While a jury of US citizens acquitted a border activist whom the Feds wanted to jail for giving water to thirsty people in the desert, a judge in the same state of Arizona decided there'd be no jail time for the US Border Patrol agent who deliberately struck an immigrant with his truck and then lied about it in paperwork.  Instead, 39-year old Matthew Bowen will get three years probation and will likely have to pay more than US$8,000 restitution to Antolin Rolando Lopez-Aguilar, a Guatemalan undocumented migrant, who is unable to pay for needed physical therapy for injuries to his hands, knees, and back due to lack of money.

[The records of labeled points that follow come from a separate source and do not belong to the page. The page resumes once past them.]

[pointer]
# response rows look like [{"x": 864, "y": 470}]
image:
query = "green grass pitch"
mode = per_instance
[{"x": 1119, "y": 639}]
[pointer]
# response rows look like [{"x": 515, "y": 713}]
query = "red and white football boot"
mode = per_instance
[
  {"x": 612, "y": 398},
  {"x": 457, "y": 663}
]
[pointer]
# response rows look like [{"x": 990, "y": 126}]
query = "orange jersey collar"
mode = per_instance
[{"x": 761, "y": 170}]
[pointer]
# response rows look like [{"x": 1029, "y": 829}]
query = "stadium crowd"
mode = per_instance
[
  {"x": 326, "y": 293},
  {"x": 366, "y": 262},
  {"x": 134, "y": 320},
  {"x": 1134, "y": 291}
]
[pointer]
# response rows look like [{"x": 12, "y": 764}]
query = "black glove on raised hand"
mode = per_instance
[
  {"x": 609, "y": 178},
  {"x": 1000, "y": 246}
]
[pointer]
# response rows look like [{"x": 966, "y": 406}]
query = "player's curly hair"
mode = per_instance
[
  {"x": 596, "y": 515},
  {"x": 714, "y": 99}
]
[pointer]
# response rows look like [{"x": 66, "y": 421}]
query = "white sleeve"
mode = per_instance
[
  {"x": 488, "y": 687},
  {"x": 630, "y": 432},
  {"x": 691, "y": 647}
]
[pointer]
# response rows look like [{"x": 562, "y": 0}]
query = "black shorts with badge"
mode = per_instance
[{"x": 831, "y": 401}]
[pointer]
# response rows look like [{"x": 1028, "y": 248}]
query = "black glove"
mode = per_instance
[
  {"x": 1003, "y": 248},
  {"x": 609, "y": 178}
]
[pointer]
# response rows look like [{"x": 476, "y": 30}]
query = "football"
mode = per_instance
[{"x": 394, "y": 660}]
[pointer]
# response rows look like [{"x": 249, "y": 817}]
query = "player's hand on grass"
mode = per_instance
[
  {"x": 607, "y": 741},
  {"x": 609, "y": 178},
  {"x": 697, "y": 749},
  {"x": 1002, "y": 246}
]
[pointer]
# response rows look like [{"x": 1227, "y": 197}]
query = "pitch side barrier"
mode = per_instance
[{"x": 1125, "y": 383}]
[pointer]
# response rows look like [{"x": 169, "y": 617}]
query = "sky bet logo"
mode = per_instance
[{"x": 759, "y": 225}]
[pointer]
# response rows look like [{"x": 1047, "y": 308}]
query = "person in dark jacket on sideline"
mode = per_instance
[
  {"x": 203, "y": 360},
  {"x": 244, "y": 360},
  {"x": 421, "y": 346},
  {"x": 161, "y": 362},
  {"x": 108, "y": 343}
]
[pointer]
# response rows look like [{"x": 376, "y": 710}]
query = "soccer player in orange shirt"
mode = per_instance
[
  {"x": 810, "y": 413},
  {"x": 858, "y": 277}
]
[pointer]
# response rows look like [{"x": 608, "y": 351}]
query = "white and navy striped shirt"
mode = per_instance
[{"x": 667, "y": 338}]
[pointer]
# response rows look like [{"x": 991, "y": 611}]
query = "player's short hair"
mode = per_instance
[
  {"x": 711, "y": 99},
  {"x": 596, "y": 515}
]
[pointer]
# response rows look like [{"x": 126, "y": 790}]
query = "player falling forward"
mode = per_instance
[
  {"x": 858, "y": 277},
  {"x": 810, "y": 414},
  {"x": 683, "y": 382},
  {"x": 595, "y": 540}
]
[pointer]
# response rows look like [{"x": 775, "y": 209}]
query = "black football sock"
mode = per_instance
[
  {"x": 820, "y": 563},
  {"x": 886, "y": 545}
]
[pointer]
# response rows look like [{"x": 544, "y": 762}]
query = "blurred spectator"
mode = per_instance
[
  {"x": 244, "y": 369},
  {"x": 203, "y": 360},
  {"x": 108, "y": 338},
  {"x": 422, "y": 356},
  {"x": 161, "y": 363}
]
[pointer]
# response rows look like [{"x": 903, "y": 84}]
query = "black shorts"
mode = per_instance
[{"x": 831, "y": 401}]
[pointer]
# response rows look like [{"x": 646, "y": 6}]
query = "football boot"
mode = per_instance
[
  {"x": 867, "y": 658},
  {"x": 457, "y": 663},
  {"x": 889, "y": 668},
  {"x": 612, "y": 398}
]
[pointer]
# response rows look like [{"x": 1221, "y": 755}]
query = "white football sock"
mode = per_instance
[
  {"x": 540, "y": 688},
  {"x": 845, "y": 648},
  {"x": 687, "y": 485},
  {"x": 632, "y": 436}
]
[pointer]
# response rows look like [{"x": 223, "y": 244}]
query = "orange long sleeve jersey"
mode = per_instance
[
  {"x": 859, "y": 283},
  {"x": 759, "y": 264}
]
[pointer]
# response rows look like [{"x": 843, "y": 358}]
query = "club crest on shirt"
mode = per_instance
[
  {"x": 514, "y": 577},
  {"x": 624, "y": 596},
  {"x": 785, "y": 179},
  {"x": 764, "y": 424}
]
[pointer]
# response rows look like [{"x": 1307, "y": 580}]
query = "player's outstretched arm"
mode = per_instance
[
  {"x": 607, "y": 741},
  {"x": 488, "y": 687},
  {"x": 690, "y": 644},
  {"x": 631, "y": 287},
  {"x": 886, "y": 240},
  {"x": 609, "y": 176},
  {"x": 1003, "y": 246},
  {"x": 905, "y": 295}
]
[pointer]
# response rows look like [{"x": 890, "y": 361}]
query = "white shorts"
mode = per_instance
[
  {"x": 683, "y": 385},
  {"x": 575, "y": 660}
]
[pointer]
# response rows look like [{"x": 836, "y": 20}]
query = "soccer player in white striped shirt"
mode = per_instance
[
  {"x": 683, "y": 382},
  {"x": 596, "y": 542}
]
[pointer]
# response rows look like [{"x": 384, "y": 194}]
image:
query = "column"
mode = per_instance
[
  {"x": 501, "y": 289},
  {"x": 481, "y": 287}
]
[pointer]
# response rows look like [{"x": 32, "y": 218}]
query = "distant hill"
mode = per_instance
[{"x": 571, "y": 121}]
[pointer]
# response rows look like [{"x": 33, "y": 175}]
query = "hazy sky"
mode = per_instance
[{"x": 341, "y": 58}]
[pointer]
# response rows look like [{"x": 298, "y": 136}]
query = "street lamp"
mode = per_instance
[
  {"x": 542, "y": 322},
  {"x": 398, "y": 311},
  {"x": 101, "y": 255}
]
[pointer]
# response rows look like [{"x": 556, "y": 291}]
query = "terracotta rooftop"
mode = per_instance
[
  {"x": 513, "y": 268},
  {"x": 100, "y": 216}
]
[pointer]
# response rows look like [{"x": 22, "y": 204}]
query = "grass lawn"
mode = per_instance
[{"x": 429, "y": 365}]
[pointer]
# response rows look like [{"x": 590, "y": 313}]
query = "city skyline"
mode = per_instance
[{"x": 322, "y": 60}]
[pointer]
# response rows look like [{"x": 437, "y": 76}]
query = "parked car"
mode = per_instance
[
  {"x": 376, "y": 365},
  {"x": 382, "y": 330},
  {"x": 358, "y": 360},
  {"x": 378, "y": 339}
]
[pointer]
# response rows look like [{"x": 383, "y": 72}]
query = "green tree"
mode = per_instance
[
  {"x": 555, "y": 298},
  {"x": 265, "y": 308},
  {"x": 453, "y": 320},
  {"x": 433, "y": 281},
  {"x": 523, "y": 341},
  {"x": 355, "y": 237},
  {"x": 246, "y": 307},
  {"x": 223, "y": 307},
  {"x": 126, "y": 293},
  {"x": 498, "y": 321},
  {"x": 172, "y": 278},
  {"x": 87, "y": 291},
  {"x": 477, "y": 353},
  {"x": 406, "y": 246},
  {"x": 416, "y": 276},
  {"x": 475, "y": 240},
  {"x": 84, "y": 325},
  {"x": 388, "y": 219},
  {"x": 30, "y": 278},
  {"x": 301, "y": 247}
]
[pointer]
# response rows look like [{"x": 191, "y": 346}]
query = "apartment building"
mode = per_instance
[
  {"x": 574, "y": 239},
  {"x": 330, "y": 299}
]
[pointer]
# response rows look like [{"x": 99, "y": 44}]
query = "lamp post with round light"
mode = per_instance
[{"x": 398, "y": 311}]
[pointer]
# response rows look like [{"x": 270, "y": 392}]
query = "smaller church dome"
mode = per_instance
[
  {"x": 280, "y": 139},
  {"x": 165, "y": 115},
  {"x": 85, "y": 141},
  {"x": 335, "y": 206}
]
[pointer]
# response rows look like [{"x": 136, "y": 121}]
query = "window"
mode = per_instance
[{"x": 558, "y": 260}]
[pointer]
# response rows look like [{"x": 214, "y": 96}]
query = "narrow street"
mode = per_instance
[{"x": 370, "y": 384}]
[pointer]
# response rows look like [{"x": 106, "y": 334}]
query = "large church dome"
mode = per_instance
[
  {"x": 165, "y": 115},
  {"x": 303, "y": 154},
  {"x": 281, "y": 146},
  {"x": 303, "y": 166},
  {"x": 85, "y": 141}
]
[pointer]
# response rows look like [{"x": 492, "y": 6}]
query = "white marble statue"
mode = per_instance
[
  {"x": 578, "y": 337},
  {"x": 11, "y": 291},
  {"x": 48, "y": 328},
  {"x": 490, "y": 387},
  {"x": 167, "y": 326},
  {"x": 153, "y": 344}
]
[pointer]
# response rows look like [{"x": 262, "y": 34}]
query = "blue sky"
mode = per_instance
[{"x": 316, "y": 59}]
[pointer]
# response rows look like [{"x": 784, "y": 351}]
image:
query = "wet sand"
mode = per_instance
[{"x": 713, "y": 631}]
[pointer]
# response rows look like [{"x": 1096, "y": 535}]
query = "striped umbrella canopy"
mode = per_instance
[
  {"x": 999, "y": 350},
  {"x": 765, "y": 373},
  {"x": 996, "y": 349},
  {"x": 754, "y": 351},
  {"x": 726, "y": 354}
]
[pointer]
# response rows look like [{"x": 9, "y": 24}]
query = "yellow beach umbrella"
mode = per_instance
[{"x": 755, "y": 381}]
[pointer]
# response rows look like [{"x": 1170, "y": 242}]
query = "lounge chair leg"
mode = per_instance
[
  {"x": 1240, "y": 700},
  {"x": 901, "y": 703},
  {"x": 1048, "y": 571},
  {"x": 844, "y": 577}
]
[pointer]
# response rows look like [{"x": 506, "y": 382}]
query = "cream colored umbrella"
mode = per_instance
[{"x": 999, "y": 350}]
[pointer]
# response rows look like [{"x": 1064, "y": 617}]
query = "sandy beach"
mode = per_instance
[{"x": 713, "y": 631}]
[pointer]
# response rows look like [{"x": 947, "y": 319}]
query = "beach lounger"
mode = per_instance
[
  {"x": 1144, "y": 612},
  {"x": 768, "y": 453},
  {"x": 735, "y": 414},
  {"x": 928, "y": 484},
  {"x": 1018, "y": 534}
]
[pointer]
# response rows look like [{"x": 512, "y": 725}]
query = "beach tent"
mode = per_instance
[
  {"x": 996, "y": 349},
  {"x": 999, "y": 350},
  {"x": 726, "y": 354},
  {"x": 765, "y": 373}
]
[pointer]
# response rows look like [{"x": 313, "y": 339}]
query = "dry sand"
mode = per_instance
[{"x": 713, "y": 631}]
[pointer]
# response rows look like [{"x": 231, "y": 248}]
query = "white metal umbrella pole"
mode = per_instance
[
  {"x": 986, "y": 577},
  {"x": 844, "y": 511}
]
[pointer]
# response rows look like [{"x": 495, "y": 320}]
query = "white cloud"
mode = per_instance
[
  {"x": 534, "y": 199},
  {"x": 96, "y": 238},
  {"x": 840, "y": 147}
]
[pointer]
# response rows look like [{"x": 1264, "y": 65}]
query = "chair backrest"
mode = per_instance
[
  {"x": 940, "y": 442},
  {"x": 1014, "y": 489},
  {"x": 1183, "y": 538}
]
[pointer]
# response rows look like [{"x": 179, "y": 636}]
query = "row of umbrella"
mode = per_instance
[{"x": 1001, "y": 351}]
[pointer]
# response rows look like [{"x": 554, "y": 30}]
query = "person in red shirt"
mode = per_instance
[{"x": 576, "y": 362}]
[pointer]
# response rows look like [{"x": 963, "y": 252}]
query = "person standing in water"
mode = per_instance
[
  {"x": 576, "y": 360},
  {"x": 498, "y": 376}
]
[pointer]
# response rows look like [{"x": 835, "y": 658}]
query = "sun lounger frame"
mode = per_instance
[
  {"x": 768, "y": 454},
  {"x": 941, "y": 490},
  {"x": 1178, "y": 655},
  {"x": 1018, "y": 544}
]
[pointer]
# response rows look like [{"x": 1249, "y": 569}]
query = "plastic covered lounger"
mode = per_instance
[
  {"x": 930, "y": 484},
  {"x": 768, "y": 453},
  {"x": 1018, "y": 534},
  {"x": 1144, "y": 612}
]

French authorities are performing DNA tests on 67 hunting dogs to determine which ones attacked a 29-year old pregnant woman, mauling her to death.  Prosecutors say Elisa Pilarski phoned her partner shortly before the attack to complain about "threatening dogs" in the Retz forest northeast of Paris.  Hunting associations have denied they could be to blame - but if the DNA matches an owner's dogs, prosecutors could charge that person with manslaughter due to carelessness or negligence.